Particularly relevant for the topic of skin cancers in transplant recipients may be the recently discovered potential anti-viral effects of mTOR inhibitors [36,37]. The close association of viral infection (as discussed earlier) with the development of different skin malignancies brings this property into focus. While the mechanisms for the anti-viral effect are not well understood yet, it seems some viruses are responsive to mTOR inhibition [37], and mTOR inhibitors have been shown to boost CD8 T cell responses induced by viral vaccines, even at immunosuppressive doses in non-human primates [38]. Therefore, if the anti-viral effects of mTOR inhibitors are better characterised and eventually confirmed, this may be another important mechanism to consider in the fight against post-transplant skin malignancies.

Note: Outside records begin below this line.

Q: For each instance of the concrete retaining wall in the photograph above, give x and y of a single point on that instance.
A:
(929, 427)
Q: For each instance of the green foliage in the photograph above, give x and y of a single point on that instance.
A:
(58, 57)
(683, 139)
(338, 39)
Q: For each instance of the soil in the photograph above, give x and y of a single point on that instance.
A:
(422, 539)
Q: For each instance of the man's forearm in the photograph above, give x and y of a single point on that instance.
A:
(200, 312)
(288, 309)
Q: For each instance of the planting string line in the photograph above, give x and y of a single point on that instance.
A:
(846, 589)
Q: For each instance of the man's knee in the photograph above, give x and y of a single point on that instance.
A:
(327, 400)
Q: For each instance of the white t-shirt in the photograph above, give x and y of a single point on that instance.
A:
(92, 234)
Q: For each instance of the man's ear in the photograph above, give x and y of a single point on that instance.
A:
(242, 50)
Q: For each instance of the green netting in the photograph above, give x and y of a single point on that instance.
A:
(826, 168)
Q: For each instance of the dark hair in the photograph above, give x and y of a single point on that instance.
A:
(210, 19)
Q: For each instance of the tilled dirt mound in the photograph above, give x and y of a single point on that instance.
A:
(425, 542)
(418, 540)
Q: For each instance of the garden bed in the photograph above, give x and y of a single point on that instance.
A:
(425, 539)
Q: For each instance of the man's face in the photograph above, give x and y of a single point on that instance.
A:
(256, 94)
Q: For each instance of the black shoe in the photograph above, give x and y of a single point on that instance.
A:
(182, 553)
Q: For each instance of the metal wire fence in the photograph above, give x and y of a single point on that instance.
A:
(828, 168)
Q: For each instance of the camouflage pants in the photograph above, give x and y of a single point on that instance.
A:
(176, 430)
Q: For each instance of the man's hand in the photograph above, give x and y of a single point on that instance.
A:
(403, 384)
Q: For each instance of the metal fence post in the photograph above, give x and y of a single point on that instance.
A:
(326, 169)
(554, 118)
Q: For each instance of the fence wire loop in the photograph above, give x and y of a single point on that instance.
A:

Key skin cancer trials in transplant recipients

Apart from the experimental and theoretical view towards reducing skin cancer in organ transplant recipients with mTOR inhibitors, the first clinical trials with this aim have now been published. In this part of the review, results from the key trials will be discussed (see Table 1).

Table 1.

Randomised multicentre clinical trials with skin cancer as the primary endpoint

Study Patient number Primary endpoint Primary endpoint result Comments
Australian study Control: 47 (23)a Number of new NMSC/patient/year Significant A significant decrease in SCC, but not BCC
mTORi: 39 (19)
TUMORAPA Control: 56 (12) Survival free of new SCC Significant patients with 1 prior SCC benefited significantly; those with multiple previous SCC did not significantly benefit
mTORi: 64 (22)
RESCUE Control: 81 (14) Risk of new SCC Not significant HR improved in 1-year analysis, but did not after 2-year follow-up
mTORi: 74 (39)

SCC squamous cell carcinoma, BCC basal cell carcinoma, NMSC non-melanoma skin cancer, Control patients not receiving mTOR inhibitors, mTORi mTOR inhibitor group, HR hazard ratio.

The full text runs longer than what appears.